Attentional workouts mostly derive from meditation. These are completely secular. They
certainly can be completely secular. Can modify your brain and make you more focused,
engaged and kinder. This is research from Richard Davidson at the University of Wisconsin and
others.
It boils down to two basic kinds of attentional regimens have been studied. One is paying single
pointed attention to a target for a specific period of time. The familiar meditate on your breath or
mandala or mantra or clouds or waves of the beach.
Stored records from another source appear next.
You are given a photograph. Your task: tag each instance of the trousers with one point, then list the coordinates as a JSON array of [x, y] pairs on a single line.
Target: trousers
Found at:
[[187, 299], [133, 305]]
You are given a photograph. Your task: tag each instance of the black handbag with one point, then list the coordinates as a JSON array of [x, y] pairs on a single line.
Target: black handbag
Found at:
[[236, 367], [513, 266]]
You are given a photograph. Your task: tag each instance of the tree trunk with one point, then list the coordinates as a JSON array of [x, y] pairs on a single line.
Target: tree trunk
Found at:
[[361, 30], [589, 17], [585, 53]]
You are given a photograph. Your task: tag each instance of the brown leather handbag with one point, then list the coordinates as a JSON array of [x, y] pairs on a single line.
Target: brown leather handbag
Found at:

Just encouraging yourself to stay focused on one thing and dismissing distractions. That kind of
practice, once when you're not practicing it, when you're going about your daily life, improves
your daily concentration.
So you're better able, if you do that practice in the morning, for the rest of the day you're better
able to stay focused on this task and then that task and then when you go home, deal with the
home and when you're at work, you're dealing with work. When you're at home you're dealing
with home, without having that sort of bleedover thing that happens when you can't stay on
target.
The other very interesting form of meditation is, it's a more effective emotional target. Buddhist
monks, many of them, lamas who have spent more than 2,000 hours in meditation, if they
meditate on a feeling of universal kindness or compassion, certain areas of their brains activate
that are not activating at least in my brain, usually.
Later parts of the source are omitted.